Roboy has a four-foot-tall human shape and a set of “muscles” inspired by the human musculoskeletal system. The plastic muscles work together via electrical motors and artificial tendons. Tendon-driven systems like Roboy mimic the flexible mechanics of biology, and could result in a new class of robots that are lighter, safer, and move in a more natural way.
“If you’re interested in just getting a job done—in a particular movement or something—then we have traditional methods that are based on motors or joints,” says Pfeifer, who directs the Zurich AI lab. “If you’re interested in more natural kinds of movements, tendon-driven technology needs to be explored.”

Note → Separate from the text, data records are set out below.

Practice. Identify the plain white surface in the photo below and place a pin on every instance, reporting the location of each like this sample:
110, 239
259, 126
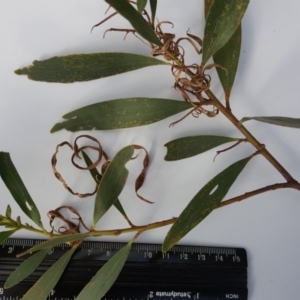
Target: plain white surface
267, 84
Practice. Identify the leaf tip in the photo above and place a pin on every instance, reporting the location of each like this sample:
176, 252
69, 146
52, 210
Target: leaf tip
24, 71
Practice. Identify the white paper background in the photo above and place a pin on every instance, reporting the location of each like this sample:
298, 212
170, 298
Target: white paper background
267, 84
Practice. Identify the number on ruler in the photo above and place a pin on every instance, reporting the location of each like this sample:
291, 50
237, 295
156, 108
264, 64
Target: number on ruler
201, 257
184, 256
219, 257
236, 259
148, 254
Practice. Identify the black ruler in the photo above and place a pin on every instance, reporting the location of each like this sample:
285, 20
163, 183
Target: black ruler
184, 272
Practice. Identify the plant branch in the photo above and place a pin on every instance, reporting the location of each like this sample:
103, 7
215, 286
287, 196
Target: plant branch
142, 228
251, 139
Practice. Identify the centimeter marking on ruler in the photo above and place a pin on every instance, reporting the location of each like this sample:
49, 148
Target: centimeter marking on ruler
184, 272
139, 252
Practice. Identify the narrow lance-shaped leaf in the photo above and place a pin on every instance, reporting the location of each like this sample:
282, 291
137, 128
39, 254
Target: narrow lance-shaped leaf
6, 234
124, 8
55, 241
42, 288
106, 276
141, 5
207, 5
223, 19
84, 67
204, 202
15, 185
112, 183
228, 57
193, 145
280, 121
97, 177
121, 113
153, 5
26, 268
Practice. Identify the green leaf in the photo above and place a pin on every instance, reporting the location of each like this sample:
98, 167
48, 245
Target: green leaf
6, 234
55, 241
84, 67
106, 276
42, 288
97, 177
207, 5
121, 113
124, 8
8, 212
228, 57
17, 188
203, 203
280, 121
141, 4
26, 268
223, 19
153, 5
112, 183
193, 145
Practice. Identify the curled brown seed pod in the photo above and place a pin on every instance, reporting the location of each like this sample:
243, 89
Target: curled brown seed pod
76, 152
70, 227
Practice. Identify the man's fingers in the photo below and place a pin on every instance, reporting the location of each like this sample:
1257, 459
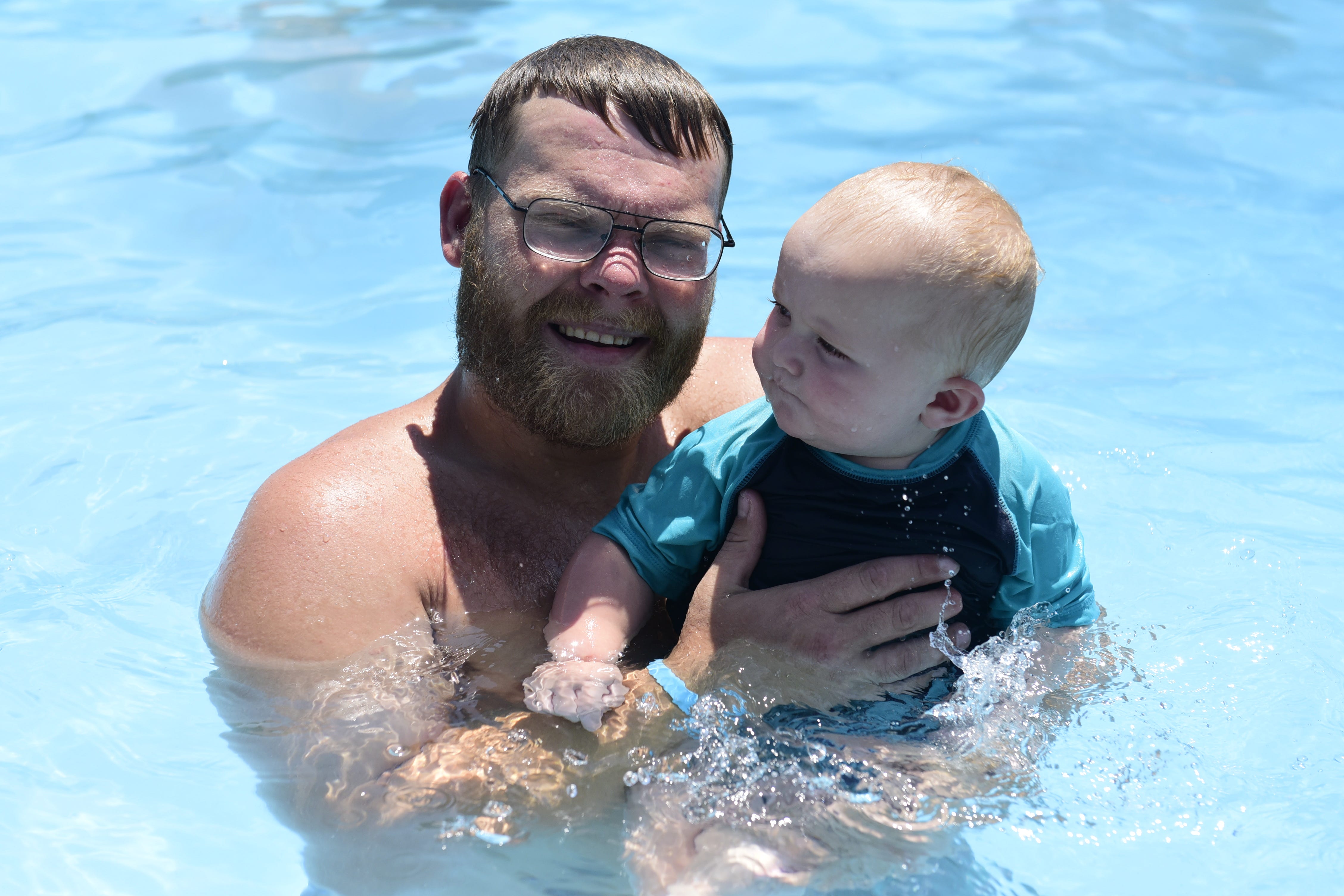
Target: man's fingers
863, 584
897, 618
897, 662
741, 549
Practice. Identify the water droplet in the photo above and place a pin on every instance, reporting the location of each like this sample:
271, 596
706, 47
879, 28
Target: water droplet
495, 809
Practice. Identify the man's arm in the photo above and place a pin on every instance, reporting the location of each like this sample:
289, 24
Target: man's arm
322, 563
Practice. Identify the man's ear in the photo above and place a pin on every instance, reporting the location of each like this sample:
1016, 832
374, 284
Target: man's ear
455, 210
956, 401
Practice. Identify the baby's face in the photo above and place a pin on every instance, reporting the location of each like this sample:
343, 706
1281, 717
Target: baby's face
849, 357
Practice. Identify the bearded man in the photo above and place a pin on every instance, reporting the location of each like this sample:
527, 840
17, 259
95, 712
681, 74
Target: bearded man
588, 228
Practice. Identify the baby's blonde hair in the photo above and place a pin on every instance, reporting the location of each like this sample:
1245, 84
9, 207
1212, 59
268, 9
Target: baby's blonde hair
965, 236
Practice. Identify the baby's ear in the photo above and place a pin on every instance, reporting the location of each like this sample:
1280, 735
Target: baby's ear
956, 401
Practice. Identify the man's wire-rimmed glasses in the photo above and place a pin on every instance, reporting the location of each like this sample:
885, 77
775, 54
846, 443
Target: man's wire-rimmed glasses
572, 231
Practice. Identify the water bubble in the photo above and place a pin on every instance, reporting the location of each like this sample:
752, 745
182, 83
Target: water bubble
495, 809
421, 799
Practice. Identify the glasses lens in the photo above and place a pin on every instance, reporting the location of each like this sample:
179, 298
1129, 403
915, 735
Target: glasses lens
566, 231
682, 252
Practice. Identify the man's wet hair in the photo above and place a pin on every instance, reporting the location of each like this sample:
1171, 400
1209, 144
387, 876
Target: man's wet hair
671, 109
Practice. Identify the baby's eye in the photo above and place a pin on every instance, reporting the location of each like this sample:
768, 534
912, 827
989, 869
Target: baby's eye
831, 350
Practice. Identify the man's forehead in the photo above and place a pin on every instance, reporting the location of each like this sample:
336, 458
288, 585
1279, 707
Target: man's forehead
568, 151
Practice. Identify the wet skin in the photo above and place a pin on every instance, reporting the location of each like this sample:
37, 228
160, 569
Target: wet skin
445, 508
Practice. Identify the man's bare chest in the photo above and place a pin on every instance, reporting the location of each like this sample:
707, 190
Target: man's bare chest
505, 549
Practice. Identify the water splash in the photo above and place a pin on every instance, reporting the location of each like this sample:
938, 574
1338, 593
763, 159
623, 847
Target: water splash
994, 675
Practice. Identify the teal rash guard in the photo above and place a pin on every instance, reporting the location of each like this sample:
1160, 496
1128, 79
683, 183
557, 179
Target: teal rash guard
982, 495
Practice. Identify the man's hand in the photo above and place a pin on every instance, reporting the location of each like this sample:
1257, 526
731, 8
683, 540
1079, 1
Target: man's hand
841, 621
577, 690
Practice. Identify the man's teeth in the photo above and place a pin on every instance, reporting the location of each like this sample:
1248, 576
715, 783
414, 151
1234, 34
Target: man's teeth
589, 336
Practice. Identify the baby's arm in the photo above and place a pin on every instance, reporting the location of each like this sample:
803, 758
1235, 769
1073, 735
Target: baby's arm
600, 605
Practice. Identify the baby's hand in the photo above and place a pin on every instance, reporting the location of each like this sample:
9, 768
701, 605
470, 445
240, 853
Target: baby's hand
576, 690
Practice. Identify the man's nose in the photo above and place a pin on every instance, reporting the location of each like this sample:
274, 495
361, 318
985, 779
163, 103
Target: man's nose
617, 270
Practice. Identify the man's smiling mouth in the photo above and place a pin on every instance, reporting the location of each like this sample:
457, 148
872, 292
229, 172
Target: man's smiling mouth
584, 335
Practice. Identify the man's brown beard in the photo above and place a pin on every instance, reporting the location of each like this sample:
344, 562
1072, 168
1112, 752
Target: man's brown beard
557, 401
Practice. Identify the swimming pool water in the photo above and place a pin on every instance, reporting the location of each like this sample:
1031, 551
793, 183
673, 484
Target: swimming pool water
218, 248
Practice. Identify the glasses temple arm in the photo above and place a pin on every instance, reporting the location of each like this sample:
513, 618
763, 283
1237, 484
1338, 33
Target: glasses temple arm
500, 190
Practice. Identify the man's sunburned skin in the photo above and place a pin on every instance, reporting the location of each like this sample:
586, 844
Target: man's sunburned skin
480, 549
447, 508
506, 546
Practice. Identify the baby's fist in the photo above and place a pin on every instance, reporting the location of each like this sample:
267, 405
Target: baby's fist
577, 690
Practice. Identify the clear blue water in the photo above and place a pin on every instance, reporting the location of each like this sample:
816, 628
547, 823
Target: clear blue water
218, 248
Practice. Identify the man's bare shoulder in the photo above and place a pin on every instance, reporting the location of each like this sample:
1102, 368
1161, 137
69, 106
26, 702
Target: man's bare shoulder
331, 551
724, 379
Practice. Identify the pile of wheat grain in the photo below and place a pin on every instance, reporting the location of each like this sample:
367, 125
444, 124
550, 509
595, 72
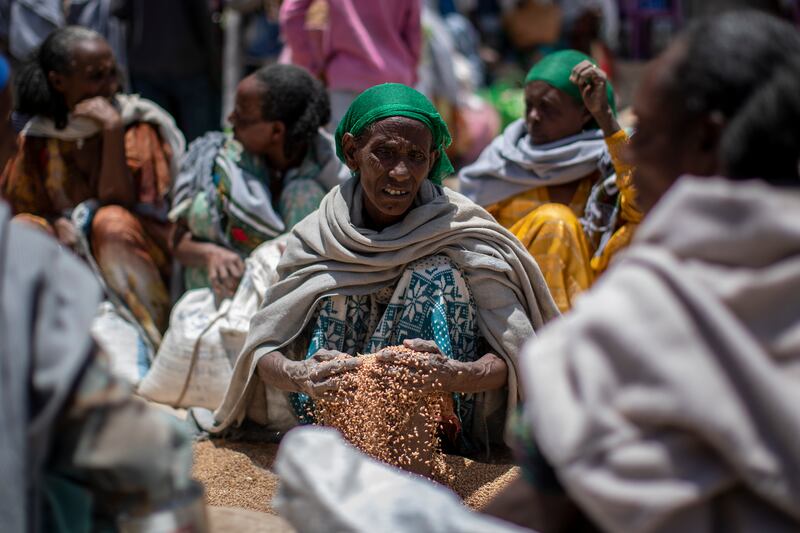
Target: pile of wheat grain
381, 411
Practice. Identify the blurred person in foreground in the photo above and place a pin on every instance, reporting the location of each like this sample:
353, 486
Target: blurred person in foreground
78, 451
667, 399
111, 156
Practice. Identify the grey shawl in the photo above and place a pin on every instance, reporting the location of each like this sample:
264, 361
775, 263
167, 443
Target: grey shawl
331, 253
511, 164
250, 195
47, 303
667, 399
132, 109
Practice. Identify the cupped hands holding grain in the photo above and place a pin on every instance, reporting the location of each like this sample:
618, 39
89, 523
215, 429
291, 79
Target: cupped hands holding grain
438, 373
315, 376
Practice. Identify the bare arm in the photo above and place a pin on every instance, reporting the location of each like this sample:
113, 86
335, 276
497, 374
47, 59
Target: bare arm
593, 82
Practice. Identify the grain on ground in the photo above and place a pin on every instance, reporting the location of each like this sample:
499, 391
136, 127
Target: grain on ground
477, 483
237, 474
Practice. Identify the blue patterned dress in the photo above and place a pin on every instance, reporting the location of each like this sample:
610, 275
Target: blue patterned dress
431, 301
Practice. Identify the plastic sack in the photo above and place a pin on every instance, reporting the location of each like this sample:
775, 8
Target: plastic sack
128, 354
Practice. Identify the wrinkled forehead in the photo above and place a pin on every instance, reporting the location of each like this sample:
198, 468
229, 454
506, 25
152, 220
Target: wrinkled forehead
542, 91
401, 129
89, 55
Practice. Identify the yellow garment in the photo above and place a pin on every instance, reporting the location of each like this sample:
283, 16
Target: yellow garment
553, 235
630, 216
512, 210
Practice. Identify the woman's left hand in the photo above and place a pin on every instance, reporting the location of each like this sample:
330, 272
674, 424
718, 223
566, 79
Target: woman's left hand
436, 374
592, 82
440, 373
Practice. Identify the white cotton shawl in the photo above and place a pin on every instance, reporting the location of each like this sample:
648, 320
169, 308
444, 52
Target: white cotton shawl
511, 165
133, 109
667, 399
329, 253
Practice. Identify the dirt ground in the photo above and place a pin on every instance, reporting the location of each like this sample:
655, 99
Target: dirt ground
239, 475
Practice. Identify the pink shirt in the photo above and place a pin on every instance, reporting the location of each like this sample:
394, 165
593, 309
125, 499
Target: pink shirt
367, 42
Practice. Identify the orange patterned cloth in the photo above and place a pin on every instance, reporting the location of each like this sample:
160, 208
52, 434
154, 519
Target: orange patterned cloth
49, 177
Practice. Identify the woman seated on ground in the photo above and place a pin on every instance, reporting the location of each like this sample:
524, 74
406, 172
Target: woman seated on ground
392, 257
87, 142
677, 375
537, 177
235, 193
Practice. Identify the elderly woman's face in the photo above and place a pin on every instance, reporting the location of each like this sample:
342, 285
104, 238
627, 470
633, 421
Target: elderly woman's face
667, 142
393, 161
552, 114
92, 72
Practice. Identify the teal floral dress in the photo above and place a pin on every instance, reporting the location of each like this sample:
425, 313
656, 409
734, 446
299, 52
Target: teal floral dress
244, 228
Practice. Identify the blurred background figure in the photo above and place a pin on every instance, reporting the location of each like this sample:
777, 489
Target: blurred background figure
174, 59
353, 44
24, 24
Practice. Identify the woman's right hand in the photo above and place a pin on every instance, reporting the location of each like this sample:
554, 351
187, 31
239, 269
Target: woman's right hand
321, 373
225, 270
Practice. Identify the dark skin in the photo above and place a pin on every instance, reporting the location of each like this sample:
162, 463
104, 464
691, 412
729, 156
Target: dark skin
8, 138
392, 163
257, 136
668, 143
88, 87
552, 114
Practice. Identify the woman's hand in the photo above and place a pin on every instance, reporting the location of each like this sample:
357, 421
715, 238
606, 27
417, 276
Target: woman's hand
322, 372
592, 82
316, 376
436, 373
100, 110
440, 373
225, 270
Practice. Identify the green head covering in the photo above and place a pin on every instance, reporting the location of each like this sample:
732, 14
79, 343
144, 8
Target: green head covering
397, 100
555, 69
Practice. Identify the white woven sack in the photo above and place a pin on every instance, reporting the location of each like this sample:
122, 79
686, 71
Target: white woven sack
127, 353
191, 368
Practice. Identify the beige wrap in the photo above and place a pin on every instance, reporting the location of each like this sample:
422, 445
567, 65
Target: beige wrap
331, 253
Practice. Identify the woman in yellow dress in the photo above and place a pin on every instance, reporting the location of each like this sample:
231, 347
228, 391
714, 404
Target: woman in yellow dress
550, 177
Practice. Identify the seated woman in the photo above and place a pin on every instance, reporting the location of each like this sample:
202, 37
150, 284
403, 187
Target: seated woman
537, 177
390, 256
677, 374
87, 142
235, 193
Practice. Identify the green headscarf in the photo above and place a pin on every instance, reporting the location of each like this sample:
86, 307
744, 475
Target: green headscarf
397, 100
555, 69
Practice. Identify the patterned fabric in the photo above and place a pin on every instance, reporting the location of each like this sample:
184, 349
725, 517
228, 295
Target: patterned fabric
242, 230
431, 301
50, 177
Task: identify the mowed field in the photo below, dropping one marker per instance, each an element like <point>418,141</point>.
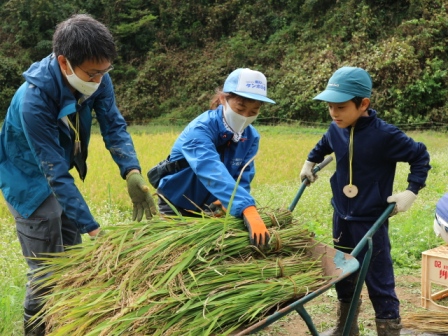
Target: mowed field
<point>283,150</point>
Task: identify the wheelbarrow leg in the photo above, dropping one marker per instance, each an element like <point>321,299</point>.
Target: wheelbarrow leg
<point>358,288</point>
<point>307,318</point>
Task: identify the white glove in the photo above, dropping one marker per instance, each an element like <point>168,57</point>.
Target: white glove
<point>403,201</point>
<point>307,172</point>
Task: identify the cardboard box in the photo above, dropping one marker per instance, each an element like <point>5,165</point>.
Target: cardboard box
<point>435,278</point>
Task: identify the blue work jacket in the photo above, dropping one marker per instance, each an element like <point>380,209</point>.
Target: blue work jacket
<point>36,143</point>
<point>215,162</point>
<point>377,147</point>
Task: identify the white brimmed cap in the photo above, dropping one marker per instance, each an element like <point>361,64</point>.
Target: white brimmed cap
<point>249,84</point>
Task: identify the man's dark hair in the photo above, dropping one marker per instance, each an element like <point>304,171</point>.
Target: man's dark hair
<point>81,38</point>
<point>358,101</point>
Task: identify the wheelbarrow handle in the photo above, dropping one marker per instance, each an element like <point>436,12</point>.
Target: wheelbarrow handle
<point>373,229</point>
<point>317,168</point>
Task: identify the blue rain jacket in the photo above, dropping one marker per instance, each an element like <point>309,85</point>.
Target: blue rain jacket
<point>215,164</point>
<point>442,207</point>
<point>377,147</point>
<point>36,144</point>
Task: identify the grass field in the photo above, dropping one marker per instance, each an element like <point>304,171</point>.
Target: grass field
<point>283,150</point>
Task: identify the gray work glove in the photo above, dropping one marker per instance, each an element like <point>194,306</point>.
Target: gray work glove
<point>307,172</point>
<point>403,201</point>
<point>141,198</point>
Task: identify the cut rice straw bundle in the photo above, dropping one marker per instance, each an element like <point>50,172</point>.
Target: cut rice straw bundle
<point>427,321</point>
<point>176,277</point>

Mimicking human movement is ideal for a robot designed to take on human tasks (see “Meet Atlas, the Robot Designed to Save the Day”). But such robots can also help researchers explore how biomechanics can give rise to more intelligent behavior, a field known as embodied intelligence or cognition. “Most people know that intelligence requires the body, but they don’t know why,” says Pfeifer. “I think [Roboy] can be a really interesting research platform for learning in systems with many degrees of freedom.”
Roboy is far from the first tendon-driven robot. An earlier example is Kenshiro, a University of Tokyo robot unveiled last year. Kenshiro is a little larger than Roboy, with 160 pulley-like muscles as well as aluminum bones, which allows it to perform some simple bends and poses. The team behind Kenshiro advised Pfeifer’s team.
A German company called Bionic Robonics offers a tendon-driven system for industrial use. This company’s robotic arm, BioRob, has a flexible mechanical structure that allows it to pick up heavy payloads even though it weighs much less than a conventional robotic arm that the company also makes. BioRob’s light and flexible design also makes it safer to use around human workers. “Although the arm is so compliant, we can do motions that are very fast, very accurate,” says Oskar von Stryk, an engineer behind the robotic arm.
One of the biggest obstacles for tendon-driven engineers is finding a way to effectively model the human body’s complex motions. But it’s also difficult to ensure that the robots can accurately position themselves, as the tendons are prone to slack and stretch. “The calibration of tendons is a challenge for AI research,” explains Sisir Karumanchi, a postdoc in MIT’s Robotic Mobility Group. Engineers often compensate for this with extra sensors.
Pfeifer’s team is already at work on the next iteration of Roboy, which will be larger and contain more motion sensors. Though today’s Roboy cannot walk, the team hopes to change that by making the top half of the body lighter and by using more spring-loaded designs. They also plan to make Roboy’s design open-source, allowing anyone with a 3-D printer to build and tinker with their own version.